The nutrient side probably can't be improved all that much, but the 15 Sept 2015 issue on Earth and Space News (EOS) has an interesting related story on page 3. Already, there are three really big "dead zones" on earth -- the Black Sea (full of H2S but relatively tranquil water), the seasonal dead zone off of Louisiana and a bigger zone in the Baltic (mentioned briefly in the article).  Those ocean dead zones are ORDERS OF MAGNITUDE smaller than what we could expect with a low oxygen Pacific; the nutrients flowing in from the Mississippi mainly cause growth of algae, which THEN cause a local area of low oxygen, as the bodies of the dead algae then float deeper into the ocean. But they give a useful foretaste. Since NOAA already has models to predict this dead zone, maybe it would not be SO hard to extend the models to consider what happens if one would START with low oxygen where the 
nutrients flow in, such that archaea, not algae, proliferate from the beginning. The article also discusses what kinds of changes in agricultural practices might reduce the nutrient inflow.  I would guess that such changes would only be good, at best, for one order of magnitude reduction, and that we would need much more than that to reduce the coming problems in the Pacific to a manageable scale.

If we reduce the problem to a manageable scale, such that H2S production off each of the three key regions of nutrient source (China, California, Japan)
is comparable only to the Black Sea, that might possible save us. Or not. Even if that works, the waves there are a lot bigger than those of the Black Sea.  There might still be some occasional breakouts,  like mass death in the night in those three areas... but it would not threaten extinction of the entire species. Poor Japan... Fukushima II?
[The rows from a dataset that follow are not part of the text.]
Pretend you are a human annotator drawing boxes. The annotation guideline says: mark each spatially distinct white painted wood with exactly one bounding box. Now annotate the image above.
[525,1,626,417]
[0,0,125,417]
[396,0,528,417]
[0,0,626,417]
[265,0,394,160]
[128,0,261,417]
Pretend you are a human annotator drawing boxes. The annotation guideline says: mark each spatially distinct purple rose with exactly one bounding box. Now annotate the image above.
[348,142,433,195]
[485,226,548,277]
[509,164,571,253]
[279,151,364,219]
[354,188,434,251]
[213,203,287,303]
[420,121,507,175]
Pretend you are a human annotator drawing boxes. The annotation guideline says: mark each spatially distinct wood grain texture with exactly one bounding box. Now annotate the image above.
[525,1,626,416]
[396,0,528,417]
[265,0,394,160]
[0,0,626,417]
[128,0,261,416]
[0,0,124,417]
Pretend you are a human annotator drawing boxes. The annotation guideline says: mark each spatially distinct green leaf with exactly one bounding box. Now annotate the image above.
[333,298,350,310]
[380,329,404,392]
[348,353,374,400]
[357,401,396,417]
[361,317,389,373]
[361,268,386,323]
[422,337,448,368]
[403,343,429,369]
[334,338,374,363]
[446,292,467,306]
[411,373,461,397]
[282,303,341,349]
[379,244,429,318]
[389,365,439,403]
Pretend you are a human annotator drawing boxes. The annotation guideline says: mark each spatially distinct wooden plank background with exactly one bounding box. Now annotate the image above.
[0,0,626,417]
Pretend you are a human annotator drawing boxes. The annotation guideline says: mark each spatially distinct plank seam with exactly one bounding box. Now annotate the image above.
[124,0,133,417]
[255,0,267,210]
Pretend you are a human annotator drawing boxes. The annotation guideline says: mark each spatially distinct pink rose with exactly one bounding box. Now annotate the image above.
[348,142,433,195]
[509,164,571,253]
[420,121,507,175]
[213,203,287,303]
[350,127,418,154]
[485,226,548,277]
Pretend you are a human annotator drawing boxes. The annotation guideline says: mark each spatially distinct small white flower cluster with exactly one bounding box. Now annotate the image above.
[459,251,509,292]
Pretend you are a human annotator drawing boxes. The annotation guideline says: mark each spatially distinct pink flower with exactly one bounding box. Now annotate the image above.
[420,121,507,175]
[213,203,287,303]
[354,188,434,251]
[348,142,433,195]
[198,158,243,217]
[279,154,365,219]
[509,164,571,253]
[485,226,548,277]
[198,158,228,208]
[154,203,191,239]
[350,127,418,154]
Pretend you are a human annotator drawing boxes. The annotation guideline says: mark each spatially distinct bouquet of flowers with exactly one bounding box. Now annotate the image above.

**************** Your other questions

I am not sure whether I have addressed your final questions. 

Re sources -- it is important here how oxygen gets FROM the deep waters off the Antarctic to the Pacific as a whole. My physical oceanographer friend was very emphatic that this is where the oxygen mainly comes from for the Pacific... but actual mathematical models of the flow of oxygen, which account for the reduction as the deep water source gets exhausted,are really essential here. In fact, that is the biggest part of the new research we need. to nail down better the numbers of when and where we can expect oxygen levels to fall in the Pacific, especially about 40 years from now.

For now, the onset of large scale H2S production is enough of a research challenge. But I have done a few quick calculations on what happens next.
The outgassing and accumulation of H2S in the atmosphere would have a kind of 2,000-year trajectory, which sounds reassuring at first... except that 
very awful things happen well before the H2S concentration is enough to be directly fatal. Acidity ON THE LAND AND IN THE ATMOSPHERE resulting from H2S emissions reaching the atmosphere are one concern. Another concern is that the initial chemical descendants of the H2S (like sulfuric acid and whatnot) can break down the stratospheric ozone layer. My guess is that the radiation which that produces is what would really kill us first. Prior to the fatal level of radiation... well, let me not chronicle the various dire wrinkles here and now. 


Thank you for your interest, and I apologize if this is too long for others.

Wouldn't it be nice to know more exact numbers and to 
understand what possible escapes or loopholes might exist in reality, and not just in the imaginary worlds of left and right ideologies, or in the limited stuff we know today? That's my real point. We need to find out.

But in allocating my own limited capabilities... I am more on the geoengineering and CO2-reduction technology side, one important part of what needs to be done. Other groups are needed to do the new research to really calibrate this threat.